ISEE magnetometer (Some Notes and Errors)


                   

***** Error History *****

1. Magadan induction magnetometer has a GPS problem from Sept.22, 2009. 
The 64Hz sampling may not be corrected by GPS signal.  The PC clock 
is corrected by GPS.  So timing accuracy would be about 1-second. 
This problem was fixed by a new GPS receiver on Jan.12, 2010. 

2. Fluxgate magnetometer at Moshiri was damaged by lightening from 
June 2009.  A new fluxgate magnetometer was installed at Moshiri on Oct. 15, 
2009.  

3. VLF antenna construction occurs near Kagoshima fluxgate magnetometer at September 28 
- November 2009.  The data may become noisy sometimes due to the construction. 

4. Time tag of Moshiri induction magnetometer occasionally become unstable and 
   shift maximum 10-100s for the data before October 26, 2009. (See (b) below). 

5. A 4-28MHz transmitter was working at Magadan for Jan.12-Mar.7, 2010, 
   Jan.13-Feb.29, 2012, and May 2-31, 2012.  This causes pulse noise 
   with an interval of 5-min on the induction magnetometer data.

6. Sept.7, 2009-June 2 0110UT, 2010: RIK  Time tag data was shifted 
   a few min to 2-3 hours due to the lack of clock correction.

7. April 1-30, 2010: PTK,  Time tag is somewhat irregal??

8. July 13-Sept.14, 2011: MSR, GPS time correction did not work on the 
   PC for the induction magnetometer.  The time was shifted 9 second 
   when we fixed this problem on Sept. 14, 2011.  

9. Moshiri: Sinusoidal noise with a period of tens of seconds sometimes 
   appears in all three components after January 2010.  

10. Moshiri: Z-component of fluxgate magnetometer data shows strange 
   offset variations, possibly because offset adjustment circuit is 
   not correctly working, noticed on May 30, 2013. 

11. At Athabasca, we noticed that the windows clock run without 
   GPS clock and network clock.  It was 3.5 sec different from 
   correct clock at Sept.12, 2013, and corrected using the network clock. 
   This may be due to windows did not refer to network clock since 
   July 2013.  The GPS clock could not generate time correction signal 
   since September 2012.   Thus we set the windows to refer to the 
   network clock since then.    The GPS clock was replaced to a new 
   GPS clock at 19 UT on November 19, 2013. 

12. At Paratunka, water leak happened in the H and Z sensors of the 
   the induction magnetometer.  Because of this leak, the data become 
   highly noisy.  We opened these sensors and dried them from Sept.11 
   to Nov.20, 2018.  During this period, the H and Z sensors may be swapped 
   sometimes, mainly to keep the H-component measurement.  Detailed history 
   of the sensor swap was recorded.  

(a) Caution about the time tag of 64Hz sampled digital data 
    (Oct. 12, 2009  K. Shiokawa) 

13. We found that the clock of the fluxgate magnetometer and 3ch photometer 
    at Rikubetsu, Japan, is 28-min delayed on Feb.14, 2022 due to error of 
    NTP time correction for long time.  We could not identify when this 
    error has started.  The clock error was corrected on Feb.14, 2022. 
    According to the recording history, this error seems to start  
    from the second half of January 2022. 

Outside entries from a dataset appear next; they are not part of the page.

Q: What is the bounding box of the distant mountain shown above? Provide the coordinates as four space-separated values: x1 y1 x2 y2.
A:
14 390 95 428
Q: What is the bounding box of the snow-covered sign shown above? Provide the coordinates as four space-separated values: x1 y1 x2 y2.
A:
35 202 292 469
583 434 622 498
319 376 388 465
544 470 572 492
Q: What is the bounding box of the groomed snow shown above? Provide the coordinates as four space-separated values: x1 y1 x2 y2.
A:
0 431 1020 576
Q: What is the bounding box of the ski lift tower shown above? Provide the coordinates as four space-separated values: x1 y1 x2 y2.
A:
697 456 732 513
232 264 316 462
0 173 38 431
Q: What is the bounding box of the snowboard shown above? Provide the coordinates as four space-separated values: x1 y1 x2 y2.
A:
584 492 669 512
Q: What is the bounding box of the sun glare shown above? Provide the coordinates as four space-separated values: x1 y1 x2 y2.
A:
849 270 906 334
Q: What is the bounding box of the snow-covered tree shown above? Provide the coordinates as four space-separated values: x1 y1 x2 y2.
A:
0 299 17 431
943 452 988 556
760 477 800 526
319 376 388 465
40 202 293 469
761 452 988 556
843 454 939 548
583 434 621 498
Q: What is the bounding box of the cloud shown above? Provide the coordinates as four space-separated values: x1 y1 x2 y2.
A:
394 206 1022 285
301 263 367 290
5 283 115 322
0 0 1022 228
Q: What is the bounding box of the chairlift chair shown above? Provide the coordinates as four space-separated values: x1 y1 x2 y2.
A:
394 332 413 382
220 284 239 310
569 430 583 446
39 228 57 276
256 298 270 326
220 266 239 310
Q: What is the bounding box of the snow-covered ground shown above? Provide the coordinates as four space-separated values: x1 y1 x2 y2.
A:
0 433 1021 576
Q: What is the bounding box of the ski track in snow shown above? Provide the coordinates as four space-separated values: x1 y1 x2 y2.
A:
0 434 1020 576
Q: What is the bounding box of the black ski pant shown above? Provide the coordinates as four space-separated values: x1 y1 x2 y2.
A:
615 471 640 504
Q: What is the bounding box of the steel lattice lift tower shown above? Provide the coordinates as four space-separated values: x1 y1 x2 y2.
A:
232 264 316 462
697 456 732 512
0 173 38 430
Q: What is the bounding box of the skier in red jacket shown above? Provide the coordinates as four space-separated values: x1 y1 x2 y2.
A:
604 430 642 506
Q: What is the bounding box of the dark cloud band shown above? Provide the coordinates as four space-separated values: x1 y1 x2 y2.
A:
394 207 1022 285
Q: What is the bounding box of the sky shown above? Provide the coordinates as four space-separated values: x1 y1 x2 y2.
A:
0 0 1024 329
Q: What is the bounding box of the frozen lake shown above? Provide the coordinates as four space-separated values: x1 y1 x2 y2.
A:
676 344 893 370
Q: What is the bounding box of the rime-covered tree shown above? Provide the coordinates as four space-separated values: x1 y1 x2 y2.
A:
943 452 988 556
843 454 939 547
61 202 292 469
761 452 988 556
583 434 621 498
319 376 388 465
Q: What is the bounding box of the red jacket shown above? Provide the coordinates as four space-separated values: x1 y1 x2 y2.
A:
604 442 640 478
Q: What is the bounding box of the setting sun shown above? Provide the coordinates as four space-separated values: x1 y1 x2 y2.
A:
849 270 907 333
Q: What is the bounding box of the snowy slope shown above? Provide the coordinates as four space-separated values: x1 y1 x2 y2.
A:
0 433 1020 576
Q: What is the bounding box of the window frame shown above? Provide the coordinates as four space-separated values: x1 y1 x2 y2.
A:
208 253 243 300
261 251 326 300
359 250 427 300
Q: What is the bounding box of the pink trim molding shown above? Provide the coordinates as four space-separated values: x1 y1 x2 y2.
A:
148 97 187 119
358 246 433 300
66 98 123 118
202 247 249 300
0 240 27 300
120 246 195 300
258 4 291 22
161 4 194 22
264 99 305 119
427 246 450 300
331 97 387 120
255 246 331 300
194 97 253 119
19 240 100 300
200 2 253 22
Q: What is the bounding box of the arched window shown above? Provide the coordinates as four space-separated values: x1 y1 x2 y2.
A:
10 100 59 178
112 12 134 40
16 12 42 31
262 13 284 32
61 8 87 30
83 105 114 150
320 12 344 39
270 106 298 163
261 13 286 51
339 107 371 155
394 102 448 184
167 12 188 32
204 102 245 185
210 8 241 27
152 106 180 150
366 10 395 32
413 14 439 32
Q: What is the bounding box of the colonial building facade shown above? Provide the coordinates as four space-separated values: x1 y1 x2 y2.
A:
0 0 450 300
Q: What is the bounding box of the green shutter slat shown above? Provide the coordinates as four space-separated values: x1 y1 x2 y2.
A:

The recording of the induction magnetometer data is done by a Windows PC, 
which has a clock with a unit of 1-second.  The PC clock is corrected 
through a network or GPS every 10 minutes.  The PC clock runs freely during 
the 10 mintues.  So if the PC clock proceeds/delays for more than 0.5 
seconds in that 10 minutes (which usually do no happen), the time tag may 
become wrong with a multiple of 1 second. 

The sampling of the magnetometer data is done by using 64Hz trigger signal 
generated by a GPS receiver.  If the GPS receiver fails to receive the radio 
wave from the GPS satellite, it runs freely by an internal clock.  
But usually the receiver receives GPS radio wave.  

The PC recording is first into a PC memory and then written into a 
hard disk every 4 seconds.  Since the sampling is not by the PC clock 
but by the GPS clock, the start of the time tag cannot be exactly 
at 00h00m00sUT.  

In the 4th channel, the 1PPS signal from GPS is recorded as a time standard. 
If the timing accuracy better than 1-sec is needed, this GPS 1PPS pulse 
should be used to correct the time tag of the data file. 



(b)  Further Caution about the timing error of 64Hz sampled data
     (Oct.26, 2009   K. Shiokawa) 

On Oct.26, 2009, we found a problem in the Windows PC clock at Moshiri. 
The Windows PCs automatically correct their clock to Windows time server every 7 days.
We found that when this correction by the Windows finish successfully, the 
Windows clock becomes unstable and start to shift about 10ms per 4 seconds.   
(about several tens/hundreds seconds per day).   Usually we turn off 
this automatic correction (click the clock of the windows and see the 
internet time option).  But at Moshiri, this was ON by some unknown reason.  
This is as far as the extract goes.